Cardiff and Pennsylvania University researchers have engineered the assassins, in a development that may have important implications for developing new treatment for HIV and slowing – or even preventing – the onset of AIDS.
Over 33 million people worldwide are estimated to be living with HIV. Although anti-retroviral drugs have been successful in delaying AIDS for several years, the drugs are expensive, have serious side effects and must be taken for life.
No vaccine or cure yet exists and drug resistance is increasingly becoming a problem.
When viruses enter our bodies, they hijack the machinery of host cells in order to replicate and spread infection.
As with other viruses, HIV enters the body and replicates rapidly. However, it also has the ability to mutate quickly, swiftly disguising its fingerprints to allow it to hide from killer T-cells.
“When the body mounts a new killer T-cell response to HIV, the virus can alter the molecular fingerprint that these cells are searching for in just a few days,” explained Andy Sewell from Cardiff University, co-author of the study.
“It’s impossible to track and destroy something that can disguise itself so readily. As soon as we saw over a decade ago how quickly the virus can evade the immune system we knew there would never be a conventional vaccine for HIV.”

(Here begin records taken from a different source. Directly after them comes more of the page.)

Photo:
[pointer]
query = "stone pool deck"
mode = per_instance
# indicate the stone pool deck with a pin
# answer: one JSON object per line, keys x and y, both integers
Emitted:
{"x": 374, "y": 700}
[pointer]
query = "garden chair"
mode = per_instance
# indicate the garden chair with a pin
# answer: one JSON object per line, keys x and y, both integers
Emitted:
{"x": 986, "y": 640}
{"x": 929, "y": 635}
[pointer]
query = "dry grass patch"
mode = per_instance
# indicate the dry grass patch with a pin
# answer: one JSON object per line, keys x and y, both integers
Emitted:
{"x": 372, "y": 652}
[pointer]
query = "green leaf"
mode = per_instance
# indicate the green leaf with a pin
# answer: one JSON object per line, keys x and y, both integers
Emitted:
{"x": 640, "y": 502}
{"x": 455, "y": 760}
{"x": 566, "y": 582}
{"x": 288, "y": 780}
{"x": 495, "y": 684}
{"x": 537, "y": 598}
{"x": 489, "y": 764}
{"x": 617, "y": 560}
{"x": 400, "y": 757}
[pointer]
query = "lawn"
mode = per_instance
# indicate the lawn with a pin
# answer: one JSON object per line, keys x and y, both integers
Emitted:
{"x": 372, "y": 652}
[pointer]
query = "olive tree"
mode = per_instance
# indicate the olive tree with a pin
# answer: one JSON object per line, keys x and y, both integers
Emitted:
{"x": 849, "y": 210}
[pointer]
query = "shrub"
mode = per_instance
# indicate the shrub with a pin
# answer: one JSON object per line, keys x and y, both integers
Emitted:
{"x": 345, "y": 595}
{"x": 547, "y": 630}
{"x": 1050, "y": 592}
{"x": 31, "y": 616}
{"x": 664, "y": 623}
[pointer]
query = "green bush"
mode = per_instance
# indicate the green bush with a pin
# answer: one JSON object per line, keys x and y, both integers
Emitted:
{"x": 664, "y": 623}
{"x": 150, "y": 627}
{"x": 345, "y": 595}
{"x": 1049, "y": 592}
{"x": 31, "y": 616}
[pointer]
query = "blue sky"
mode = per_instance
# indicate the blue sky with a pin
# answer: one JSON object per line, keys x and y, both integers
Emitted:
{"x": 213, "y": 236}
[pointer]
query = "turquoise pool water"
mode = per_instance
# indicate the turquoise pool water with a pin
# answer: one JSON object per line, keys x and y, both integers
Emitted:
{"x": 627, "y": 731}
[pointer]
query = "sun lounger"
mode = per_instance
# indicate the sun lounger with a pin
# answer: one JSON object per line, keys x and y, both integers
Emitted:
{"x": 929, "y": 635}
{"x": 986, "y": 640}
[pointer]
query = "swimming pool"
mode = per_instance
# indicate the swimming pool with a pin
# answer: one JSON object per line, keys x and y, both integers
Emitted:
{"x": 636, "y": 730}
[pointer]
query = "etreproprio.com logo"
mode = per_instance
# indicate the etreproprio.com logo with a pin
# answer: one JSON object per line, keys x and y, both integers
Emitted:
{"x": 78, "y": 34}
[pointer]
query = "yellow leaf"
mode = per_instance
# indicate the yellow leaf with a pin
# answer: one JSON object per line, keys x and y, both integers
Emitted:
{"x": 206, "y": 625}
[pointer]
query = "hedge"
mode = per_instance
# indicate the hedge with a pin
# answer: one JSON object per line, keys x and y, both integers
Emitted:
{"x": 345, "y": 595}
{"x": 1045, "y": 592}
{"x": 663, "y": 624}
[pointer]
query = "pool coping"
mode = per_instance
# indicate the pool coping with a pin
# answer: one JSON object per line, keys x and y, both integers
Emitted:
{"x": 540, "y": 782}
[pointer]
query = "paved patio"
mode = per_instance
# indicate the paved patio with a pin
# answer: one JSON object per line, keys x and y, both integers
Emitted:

Now, Sewell and colleagues from University of Pennsylvania School of Medicine have engineered and tested a killer T-cell receptor that is able to recognise all of the different disguises that HIV is known to have used to evade detection, said a Cardiff University press release. The findings have been published online in Nature Medicine.
The researchers attached this receptor to the killer T-cells to create genetically engineered “bionic assassins” able to destroy HIV-infected cells in culture.